The report from Mr Torrie suggests firefighters should use the equipment routinely if a crew arrives at a call-out before an ambulance – as already happens in England and Wales.
However, the scheme has already faced legal challenges south of the Border, with the Fire Brigades Union (FBU) winning a High Court case against a local authority that attempted to impose the changes.
A Scottish Government spokesman yesterday said the findings needed “due consideration”, but insisted that paramedic and ambulance crews would retain the main responsibilities for medical call-outs.

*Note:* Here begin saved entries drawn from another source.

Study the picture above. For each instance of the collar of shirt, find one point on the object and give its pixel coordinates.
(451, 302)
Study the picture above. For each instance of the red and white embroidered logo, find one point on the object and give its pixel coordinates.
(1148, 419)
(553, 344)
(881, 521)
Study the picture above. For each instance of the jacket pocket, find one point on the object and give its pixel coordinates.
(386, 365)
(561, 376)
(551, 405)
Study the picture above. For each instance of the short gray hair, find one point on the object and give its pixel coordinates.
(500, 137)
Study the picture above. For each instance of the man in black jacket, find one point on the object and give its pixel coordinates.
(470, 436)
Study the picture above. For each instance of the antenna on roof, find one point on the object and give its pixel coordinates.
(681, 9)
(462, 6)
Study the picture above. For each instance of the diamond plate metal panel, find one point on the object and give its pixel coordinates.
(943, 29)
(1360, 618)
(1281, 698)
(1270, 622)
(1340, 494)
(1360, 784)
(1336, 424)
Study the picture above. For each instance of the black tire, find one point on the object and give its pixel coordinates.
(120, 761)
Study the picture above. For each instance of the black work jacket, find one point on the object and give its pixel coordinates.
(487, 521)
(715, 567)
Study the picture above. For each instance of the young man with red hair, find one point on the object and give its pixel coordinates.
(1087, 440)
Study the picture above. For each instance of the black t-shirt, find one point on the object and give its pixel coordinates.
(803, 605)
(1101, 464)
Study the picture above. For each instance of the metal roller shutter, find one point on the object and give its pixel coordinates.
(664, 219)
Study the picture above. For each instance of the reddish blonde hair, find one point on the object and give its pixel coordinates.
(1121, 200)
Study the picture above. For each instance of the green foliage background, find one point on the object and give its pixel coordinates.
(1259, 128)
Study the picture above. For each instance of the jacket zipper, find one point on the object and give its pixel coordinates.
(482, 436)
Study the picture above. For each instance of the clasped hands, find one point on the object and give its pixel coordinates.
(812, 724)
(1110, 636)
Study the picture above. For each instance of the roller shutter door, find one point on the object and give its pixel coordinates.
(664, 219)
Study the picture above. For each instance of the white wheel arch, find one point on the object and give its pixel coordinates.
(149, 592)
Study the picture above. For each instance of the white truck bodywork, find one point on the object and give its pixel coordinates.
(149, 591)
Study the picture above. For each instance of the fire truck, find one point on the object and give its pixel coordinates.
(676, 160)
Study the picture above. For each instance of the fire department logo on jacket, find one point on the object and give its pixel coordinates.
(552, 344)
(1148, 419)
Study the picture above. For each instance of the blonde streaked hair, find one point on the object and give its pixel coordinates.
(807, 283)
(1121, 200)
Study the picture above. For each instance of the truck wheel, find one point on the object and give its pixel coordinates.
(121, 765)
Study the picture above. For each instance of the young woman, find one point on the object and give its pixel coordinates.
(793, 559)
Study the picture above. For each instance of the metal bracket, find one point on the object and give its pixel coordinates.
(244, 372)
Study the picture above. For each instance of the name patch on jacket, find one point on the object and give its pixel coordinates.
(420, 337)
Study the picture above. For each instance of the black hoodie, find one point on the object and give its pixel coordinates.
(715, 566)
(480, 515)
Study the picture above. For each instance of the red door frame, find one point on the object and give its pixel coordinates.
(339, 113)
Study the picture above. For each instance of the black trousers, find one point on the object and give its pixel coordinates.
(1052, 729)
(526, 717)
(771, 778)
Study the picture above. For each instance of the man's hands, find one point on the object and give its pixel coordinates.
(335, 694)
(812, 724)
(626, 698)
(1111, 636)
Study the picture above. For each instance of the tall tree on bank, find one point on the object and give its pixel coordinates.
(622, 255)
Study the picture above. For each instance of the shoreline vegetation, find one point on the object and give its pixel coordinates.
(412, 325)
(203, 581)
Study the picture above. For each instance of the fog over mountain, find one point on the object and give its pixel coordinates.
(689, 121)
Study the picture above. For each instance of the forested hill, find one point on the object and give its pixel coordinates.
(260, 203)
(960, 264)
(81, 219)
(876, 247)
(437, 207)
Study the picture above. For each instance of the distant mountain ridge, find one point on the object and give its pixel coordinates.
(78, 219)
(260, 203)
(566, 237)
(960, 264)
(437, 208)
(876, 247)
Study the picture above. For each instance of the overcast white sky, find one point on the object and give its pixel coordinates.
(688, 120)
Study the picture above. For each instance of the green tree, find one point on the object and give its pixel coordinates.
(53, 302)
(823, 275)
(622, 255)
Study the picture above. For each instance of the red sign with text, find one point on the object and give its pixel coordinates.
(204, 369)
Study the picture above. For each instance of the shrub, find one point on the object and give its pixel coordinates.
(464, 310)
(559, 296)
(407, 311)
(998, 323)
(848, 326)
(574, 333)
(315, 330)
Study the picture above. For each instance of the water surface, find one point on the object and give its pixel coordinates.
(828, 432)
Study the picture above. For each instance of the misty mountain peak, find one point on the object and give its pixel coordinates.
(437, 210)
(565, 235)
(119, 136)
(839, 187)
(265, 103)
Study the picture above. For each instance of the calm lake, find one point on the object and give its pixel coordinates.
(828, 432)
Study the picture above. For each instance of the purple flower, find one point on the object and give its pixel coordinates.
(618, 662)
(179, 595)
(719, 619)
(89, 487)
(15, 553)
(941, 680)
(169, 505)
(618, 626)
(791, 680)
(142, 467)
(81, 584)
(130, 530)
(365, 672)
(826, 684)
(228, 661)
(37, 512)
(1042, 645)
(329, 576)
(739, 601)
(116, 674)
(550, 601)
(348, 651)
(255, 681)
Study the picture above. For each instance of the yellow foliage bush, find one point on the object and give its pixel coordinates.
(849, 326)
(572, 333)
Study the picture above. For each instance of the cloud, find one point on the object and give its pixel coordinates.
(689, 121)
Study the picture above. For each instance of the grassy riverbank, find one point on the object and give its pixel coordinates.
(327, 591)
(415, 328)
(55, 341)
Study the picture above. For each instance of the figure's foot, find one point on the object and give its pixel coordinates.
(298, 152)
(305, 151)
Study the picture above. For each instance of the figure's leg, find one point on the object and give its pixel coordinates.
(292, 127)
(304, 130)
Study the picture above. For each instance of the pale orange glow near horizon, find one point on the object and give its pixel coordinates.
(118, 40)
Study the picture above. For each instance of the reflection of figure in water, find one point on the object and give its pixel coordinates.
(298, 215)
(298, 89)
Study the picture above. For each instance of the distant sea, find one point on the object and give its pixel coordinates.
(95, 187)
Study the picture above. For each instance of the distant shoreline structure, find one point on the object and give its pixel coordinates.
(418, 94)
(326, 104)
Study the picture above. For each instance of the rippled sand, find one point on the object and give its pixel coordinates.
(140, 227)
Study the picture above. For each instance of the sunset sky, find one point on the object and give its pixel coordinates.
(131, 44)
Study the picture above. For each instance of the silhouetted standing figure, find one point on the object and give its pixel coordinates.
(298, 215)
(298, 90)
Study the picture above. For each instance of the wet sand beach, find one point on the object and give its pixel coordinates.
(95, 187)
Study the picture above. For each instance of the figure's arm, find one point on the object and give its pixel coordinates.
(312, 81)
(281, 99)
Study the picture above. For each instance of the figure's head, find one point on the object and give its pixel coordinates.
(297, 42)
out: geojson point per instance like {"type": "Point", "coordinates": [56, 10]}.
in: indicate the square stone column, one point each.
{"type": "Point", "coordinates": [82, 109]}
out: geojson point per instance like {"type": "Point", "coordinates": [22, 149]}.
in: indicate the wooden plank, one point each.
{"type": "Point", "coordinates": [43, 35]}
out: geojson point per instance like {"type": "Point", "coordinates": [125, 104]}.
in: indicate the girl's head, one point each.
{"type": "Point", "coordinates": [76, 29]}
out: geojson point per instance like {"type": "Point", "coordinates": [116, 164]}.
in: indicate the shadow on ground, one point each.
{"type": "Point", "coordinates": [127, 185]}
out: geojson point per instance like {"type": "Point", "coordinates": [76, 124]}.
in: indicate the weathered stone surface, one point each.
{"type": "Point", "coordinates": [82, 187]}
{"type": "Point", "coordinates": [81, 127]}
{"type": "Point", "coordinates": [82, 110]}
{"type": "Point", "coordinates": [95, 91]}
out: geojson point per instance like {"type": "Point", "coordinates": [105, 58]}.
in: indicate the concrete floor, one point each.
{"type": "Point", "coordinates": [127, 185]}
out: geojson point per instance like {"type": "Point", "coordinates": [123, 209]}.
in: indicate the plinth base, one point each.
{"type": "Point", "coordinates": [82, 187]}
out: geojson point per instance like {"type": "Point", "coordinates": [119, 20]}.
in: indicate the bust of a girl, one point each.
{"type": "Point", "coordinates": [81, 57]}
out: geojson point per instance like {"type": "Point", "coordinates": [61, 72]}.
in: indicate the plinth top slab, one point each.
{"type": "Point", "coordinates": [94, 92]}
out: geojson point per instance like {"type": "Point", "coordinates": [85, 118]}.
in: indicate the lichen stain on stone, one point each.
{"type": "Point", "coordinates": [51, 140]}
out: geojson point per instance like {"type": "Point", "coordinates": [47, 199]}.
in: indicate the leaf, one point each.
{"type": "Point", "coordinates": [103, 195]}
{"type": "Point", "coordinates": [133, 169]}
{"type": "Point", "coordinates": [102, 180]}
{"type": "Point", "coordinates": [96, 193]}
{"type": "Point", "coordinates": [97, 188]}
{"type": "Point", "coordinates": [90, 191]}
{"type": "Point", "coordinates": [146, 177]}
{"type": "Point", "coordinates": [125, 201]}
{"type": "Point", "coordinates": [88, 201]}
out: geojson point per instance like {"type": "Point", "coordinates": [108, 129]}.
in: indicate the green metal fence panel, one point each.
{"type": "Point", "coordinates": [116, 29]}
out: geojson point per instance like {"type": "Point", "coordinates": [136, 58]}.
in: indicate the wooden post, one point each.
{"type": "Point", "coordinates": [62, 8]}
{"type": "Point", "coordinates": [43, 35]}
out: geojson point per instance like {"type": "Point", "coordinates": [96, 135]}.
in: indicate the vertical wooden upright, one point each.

The use of fire crews would most likely be in more rural areas or when they are also called to a scene where someone has had a cardiac arrest, such as a road traffic accident.
Firefighters have already been responding to medical emergencies in Maud and Braemar, as part of a pilot scheme in Scotland. The report suggested this had been “successful in demonstrating the ability of SFRS resources to respond to medical emergencies without compromising fire cover in their area”.
Mr Torrie said that a shake-up of the emergency services could “save lives and improve patient outcomes during time-critical medical emergencies” as he suggested fire crews should respond to medical emergencies alongside paramedics.
“To achieve this will require a transformational change in the way these services work together, and I hope our report will act as a catalyst for action.”
He added: “Fire-based emergency medical response would not be a substitute for an ambulance service – rather, it should complement and support that service.”
The Scottish government said it would consider the chief inspector’s recommendations, which also included a call for a “formal evaluation” of the pilot scheme in Maud and Braemar.
A Scottish government spokesman said: “Anything that might help save lives needs due consideration. However, this will always be on the basis of the ambulance service being the primary responders, with the Fire Service supporting where it can and where appropriate.”
However, Matt Wrack, FBU general secretary, warned the heads of Scotland’s single fire and rescue service against introducing a shake-up of emergency call-out responsibilities without holding negotiations with the union.